A growing number of foreign reports, along with other stories detailing the United States’ relationship with Beijing, suggest that China’s autocratic rulers have been using aid as leverage to force heads of state into praising them and limiting criticism of China’s response, Axios reports.
In the aftermath of the coronavirus outbreak, Chinese authorities launched a global propaganda campaign to downplay their culpability in causing the pandemic, at one point suggesting that the U.S. military set the virus loose in Wuhan. Part of that propaganda machine involved pressuring foreign officials to make public displays of appreciation in return for needed medical supplies.
U.S. ambassador to Warsaw Georgette Mosbacher said Chinese officials directed Polish President Andrzej Duda to call and praise his counterpart in China, President Xi Jinping, in order to receive aid.
“Poland wasn’t going to get this stuff unless the phone call was made, so they could use that phone call [for propaganda],” Mosbacher told The New York Times on May 3.
Though the pressure campaign appears to have gotten results across Europe, the aggressive tactics of the Chinese Communist Party’s Propaganda Department may be backfiring. Notably, much of the “aid” China claimed to have shipped out to other countries battling the coronavirus has turned out to be purchased. Beijing has reportedly sold millions of units of personal protective equipment, ventilators, and other medical supplies to countries in Europe and elsewhere for millions of dollars.
Slovakia trashed 1.2 million antibody tests that the government bought from China for about $16 million after finding them woefully inaccurate. Prime Minister Igor Matovic said the tests should “just be thrown straight into the Danube.”
Spain was embroiled in backlash after the government canceled an order for 640,000 Chinese coronavirus test kits. The first shipment of about 60,000 were determined to be accurate only around 30% of the time.
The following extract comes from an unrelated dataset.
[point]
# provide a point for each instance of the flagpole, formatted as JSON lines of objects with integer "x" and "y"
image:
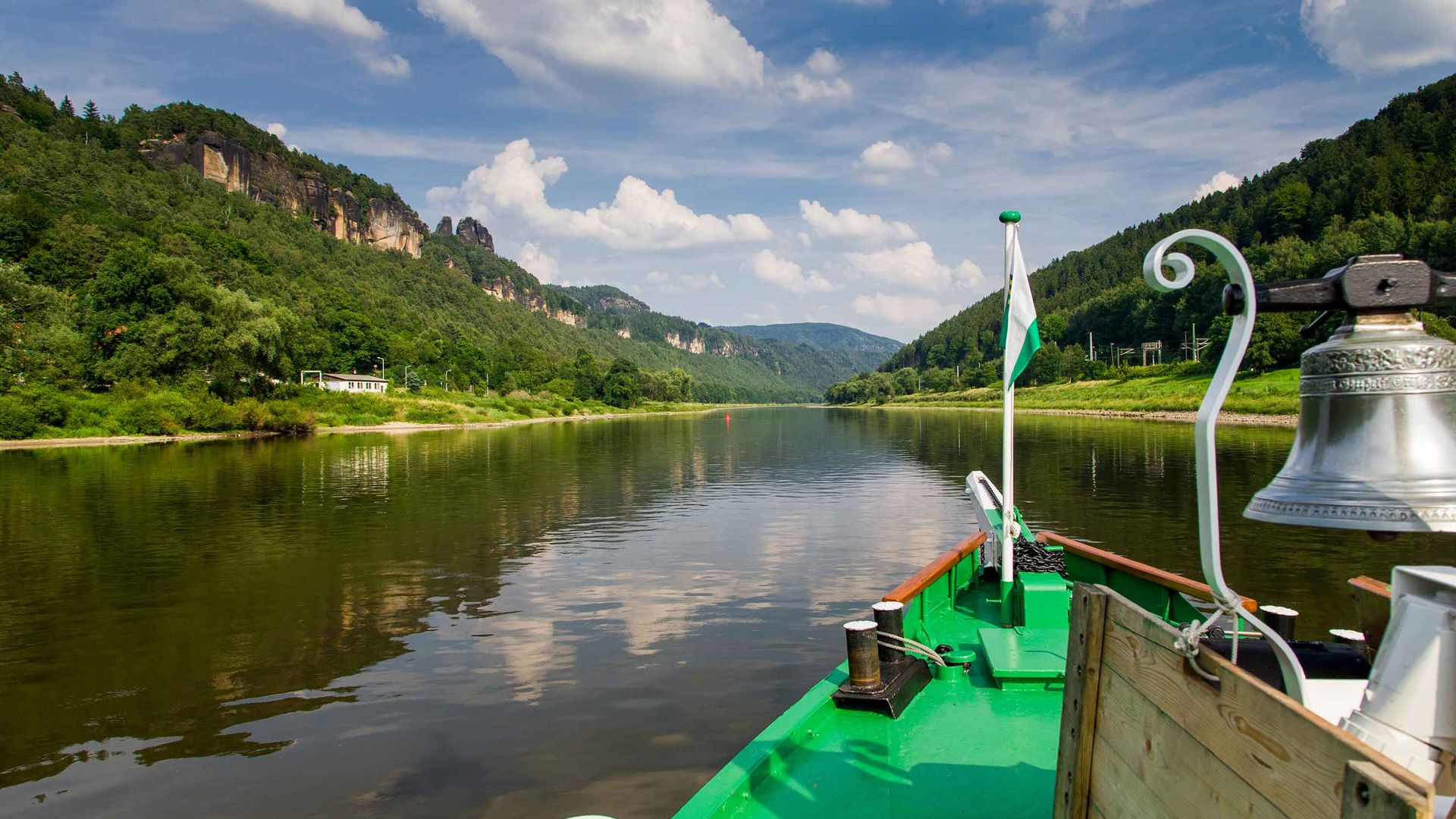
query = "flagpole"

Spain is attempting to get a refund for the defective tests that China has admitted were made by a company not licensed to make coronavirus test kits.
India tested 462,621 people with tests from two Chinese firms before researchers began to question the tests’ accuracy. The government later canceled an order for 1 million more tests because of the tests’ inaccurate readings. China lashed out at the Indian government, saying that the scientists’ findings of defective tests were “unfair and irresponsible.”
Experts say that Beijing’s aggressive push for global acclamation will likely end up harming China’s reputation more than helping.
“The fairly aggressive party-state effort to ‘tell a good China story’ actually increases public awareness that these propaganda efforts on the Chinese side are going on,” Global Public Policy Institute director Thorsten Benner told Axios. “They are shooting themselves in the foot by being so pushy on this.”